'New Vans'

by

Amanda Alpert

 

Samantha stared down at her new black and white checkered Vans. When she had picked them out with her mom they looked so different. So much cooler. She wanted these shoes for weeks but in the harsh fluorescent light of the Double Oaks Junior High gymnasium they looked too clean, too new. Poser, Samantha thought to herself. The skater guys are totally gonna call me a poser. Oh god, why hadn't that occurred to her last night before she convinced her mom that the Vans were an absolutely necessary, essential-for-the-survival-of-her-social-life purchase? After all, everyone in seventh grade knew nothing could possibly be more poser than clean Vans.

There but by the grace of god there were no skater guys around to see the offending sneakers. The boys had all been carted off to the green multi purpose room for reasons Samantha couldn't begin to fathom. The girls waited in the gym, scattered around on the brown metal bleachers. A filmstrip projector hummed ominously. Ms. Kleichecz clumsily attempted to set up a large white screen.
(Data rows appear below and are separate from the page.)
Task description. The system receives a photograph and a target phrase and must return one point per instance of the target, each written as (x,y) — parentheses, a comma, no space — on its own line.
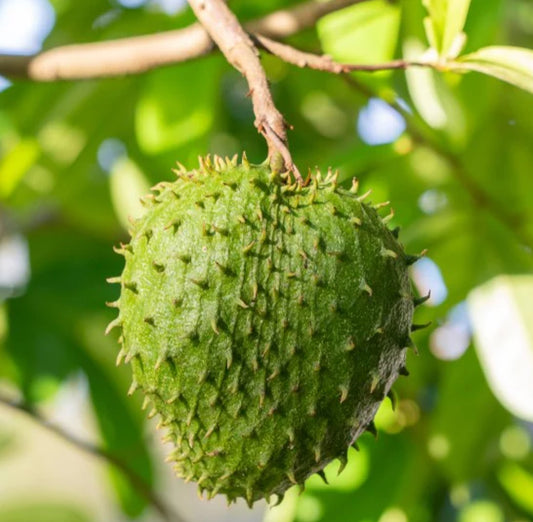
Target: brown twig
(325,63)
(239,49)
(135,480)
(139,54)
“Ms. Kleichecz in a skirt?” the girls whispered. “What's up with that?” It was always a bad sign when Double Oaks' 1986 volleyball coach of the year was dressed in anything other than a polyester tracksuit. Two months ago Ms. Kleichecz had shown up for gym class in pleated khaki pants and a Land's End sweater, toting a laminated chart of the female reproductive system under her arm. The ensuing lecture touched on topics such as tampons vs. maxi pads and featured the ever-popular question and answer session. The girls of Double Oaks seventh grade class would not soon forget Jennifer Perelli's now famous inquiry: “Will we lay eggs like a chicken when we ovulate?” Word of the gaff even leaked down to the sixth graders. Now Samantha looked around and noticed Jennifer's conspicuous absence. No doubt she was hiding out in the nurse's office with a sudden case of food poisoning.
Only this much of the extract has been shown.